Cruse’s journey into the Communist Party begins before the Second World War. As an adolescent, Cruse was already immersed in the vibrant political culture of Harlem where on most days at the YMCA, he later recalled, “there were Communists debating, black nationalists debating, anti-Communists debating, pro-Communists debating, NAACPers, the whole spectrum of critical opinion was being aired.” A public discussion of Richard Wright’s recently-published Native Son, however, would prove to be a crucial turning point in Cruse’s political and intellectual development. The discussion took place at the Schomburg Collection. Although he later confessed that he “didn’t like the guy much then,” Cruse was curious. The panel discussion featured the leading poet of the Harlem Renaissance Countee Cullen, the famed Jamaican-born writer and Communist partisan Claude McKay, and Christopher Morely, a Sherlock Holmes enthusiast, and author of the 1925 novel Thunder on the Left. The three men set about criticising the book in Wright’s absence. When he finally arrived, Wright made a grand entrance, placed his books and notes on the table and proceeded to silence his critics in a lengthy, skilful rebuttal that astonished the young Cruse. “That night,” Cruse later noted, was “the beginning of my leanings toward the communists . . .” His sympathies were deepening, but it would be his experiences during the Second World War that would propel him into the party’s ranks.

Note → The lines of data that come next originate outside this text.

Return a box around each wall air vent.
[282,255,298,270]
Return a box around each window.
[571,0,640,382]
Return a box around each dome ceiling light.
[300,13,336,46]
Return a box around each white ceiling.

Less than a year after his encounter with Wright, Cruse was drafted into the “citizen’s army,” serving tours in the British Isles, Northern Africa and Italy. He claimed that he “had been indoctrinated in Italy” and was “steadfastly pro-Russian in the war.” Because his regiment was charged with managing supply lines, it was often engaged with the local underground economy. In Italy, however, the situation was volatile as criminal syndicates regularly ambushed US army trucks. In one harrowing episode, Cruse was accosted near the resort town of Terracina. He was held at gunpoint and questioned, but ultimately let go since the truck was not yet loaded with precious cargo. Cruse later confessed that he would not have survived the war had it not been for the Italian communists who provided American troops with information and protection from the local mafia. His time spent among partisans in Italy cemented his commitment to communist politics.
After the war, Cruse settled back into life in Harlem. He joined the Communist Party in 1947 and would remain a member for the next 6 years. During this time, Cruse took a course in Marxist philosophy with Howard Selsam at the George Washington Carver School, an adult-education centre in Harlem that was run by Gwendolyn Bennett, a New Negro poet, and former Howard University art professor. Historian Lawrence P. Jackson writes that “Bennett emitted a personal charm and charisma that had a profound impact in making Communist Party life attractive to Cruse.” Cruse served as librarian for the Daily Worker, often penning theatre and film reviews.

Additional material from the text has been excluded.